Data Virtualization platforms conform entire development and operation ecosystems in the organizations they are deployed for. They are not typical pieces of enterprise software, but key points of interconnection and cooperation among multiple systems, tools and teams. Data Virtualization depends on many other parts of the organization, and many other parts of the organization depend on Data Virtualization.
This is why nowadays, in a world where most teams have already understood the value that automated testing brings to their development and maintenance processes, bringing such automated testing to the area of Data Virtualization becomes an industry mandate. We need automated testing for providing our Data Virtualization systems with the same degree of robustness, quality assurance and peace of mind that testing has been providing to so many other software scenarios for years.
(Note that, even if manual testing may still play a role in certain specific scenarios in which it might still be the only available option, massively automated testing is the only way to achieve high standards of quality in the development and maintenance of any software systems, which is why this article will specifically focus on this type of testing).
In order to examine the impact that automated testing (just “testing” from now on) can have on Data Virtualization, let’s first have a look at the “when”, and then we will examine the “how”.
When to test
There are a number of important scenarios in which testing Data Virtualization can be useful:
- During development, as a way to express the requirements of a specific part of the Data Virtualization system before it has been developed, in a way so that the system will be considered “according to specification” once all tests are passed. We could call this “Test-Driven Data Virtualization Development”.
- During maintenance of Data Virtualization systems, so that we are assured that no changes performed on the system break any important functionalities. A good repository of tests covering the relevant use cases of our environment will allow maintainers to quickly determine whether new changes bring any unpleasant surprises for the systems they affect or any others, much before the changes are rolled into production.

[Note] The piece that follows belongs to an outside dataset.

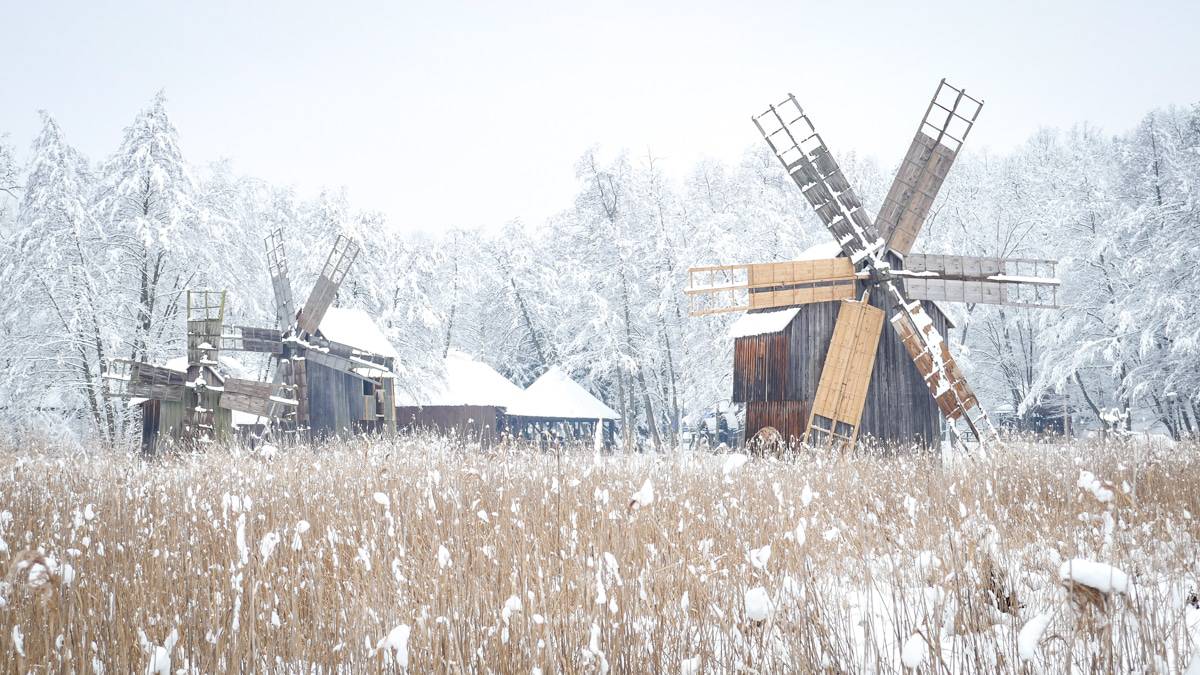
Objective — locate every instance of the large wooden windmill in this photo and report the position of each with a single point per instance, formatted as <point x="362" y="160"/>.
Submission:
<point x="341" y="380"/>
<point x="813" y="369"/>
<point x="195" y="406"/>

- During software replacement or update processes, in order to easily check that newer versions of data sources, software dependencies or even the Data Virtualization platform itself don’t negatively affect running environments, giving the Operations people the required peace of mind to go on with these update processes confident that nothing should go wrong.
How to test
Testing tools must offer a way to easily specify large numbers of tests which can be executed, verified and reported in a fully automated manner. Specifically, a good testing tool for Data Virtualization should offer:
- Automated execution of large sets of tests, and easy integration into existing continuous integration and quality assurance processes.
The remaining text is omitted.